Cook L J, Olson L M, Dean J M
Intermountain Injury Control Research Center, Department of Pediatrics, University of Utah School of Medicine, Salt Lake City 84108, USA.
Methods Inf Med. 2001 Jul;40(3):196-203.
This study investigates relationships between file sizes, amounts of information contained in commonly used record linkage variables, and the amount of information needed for a successful probabilistic linkage project. We present an equation predicting the amount of information needed for a successful linkage project. Match weights for variables commonly used in record linkage are measured using artificially created databases. Linkage algorithms were successful when the sum of minimum weights for variables used in a linkage exceeded the predicted cutoff.
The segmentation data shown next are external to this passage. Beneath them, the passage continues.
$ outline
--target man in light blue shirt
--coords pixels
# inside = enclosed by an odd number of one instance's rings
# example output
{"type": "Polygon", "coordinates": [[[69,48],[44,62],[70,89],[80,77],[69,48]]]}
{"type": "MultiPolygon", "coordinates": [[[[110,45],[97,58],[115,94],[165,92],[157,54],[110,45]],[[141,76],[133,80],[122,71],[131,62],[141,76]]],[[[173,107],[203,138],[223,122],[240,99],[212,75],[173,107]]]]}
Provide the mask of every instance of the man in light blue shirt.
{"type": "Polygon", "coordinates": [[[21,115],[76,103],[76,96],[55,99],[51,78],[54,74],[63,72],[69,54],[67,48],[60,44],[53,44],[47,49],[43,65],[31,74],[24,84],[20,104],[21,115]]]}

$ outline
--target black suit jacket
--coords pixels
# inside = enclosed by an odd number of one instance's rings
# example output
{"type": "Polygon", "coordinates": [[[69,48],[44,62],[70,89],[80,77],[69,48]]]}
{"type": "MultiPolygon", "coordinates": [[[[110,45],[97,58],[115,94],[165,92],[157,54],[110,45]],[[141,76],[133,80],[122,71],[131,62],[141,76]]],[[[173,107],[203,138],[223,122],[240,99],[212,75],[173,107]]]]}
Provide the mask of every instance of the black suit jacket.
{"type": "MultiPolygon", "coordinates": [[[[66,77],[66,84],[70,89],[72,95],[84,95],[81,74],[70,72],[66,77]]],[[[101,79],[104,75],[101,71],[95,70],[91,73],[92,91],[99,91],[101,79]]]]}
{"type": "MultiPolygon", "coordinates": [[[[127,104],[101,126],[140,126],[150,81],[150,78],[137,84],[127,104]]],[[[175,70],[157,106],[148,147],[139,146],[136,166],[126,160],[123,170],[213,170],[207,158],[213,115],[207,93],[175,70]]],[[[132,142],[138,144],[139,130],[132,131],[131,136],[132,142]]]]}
Linkage results were acceptable when this sum was near the predicted cutoff. This technique enables researchers to determine if enough information exists to perform a successful probabilistic linkage.
本研究调查了文件大小、常用记录链接变量中包含的信息量以及成功进行概率性链接项目所需的信息量之间的关系。我们提出了一个预测成功链接项目所需信息量的方程。使用人工创建的数据库来测量记录链接中常用变量的匹配权重。当链接中使用的变量的最小权重之和超过预测的临界值时,链接算法成功。当这个和接近预测的临界值时,链接结果是可接受的。这种技术使研究人员能够确定是否存在足够的信息来进行成功的概率性链接。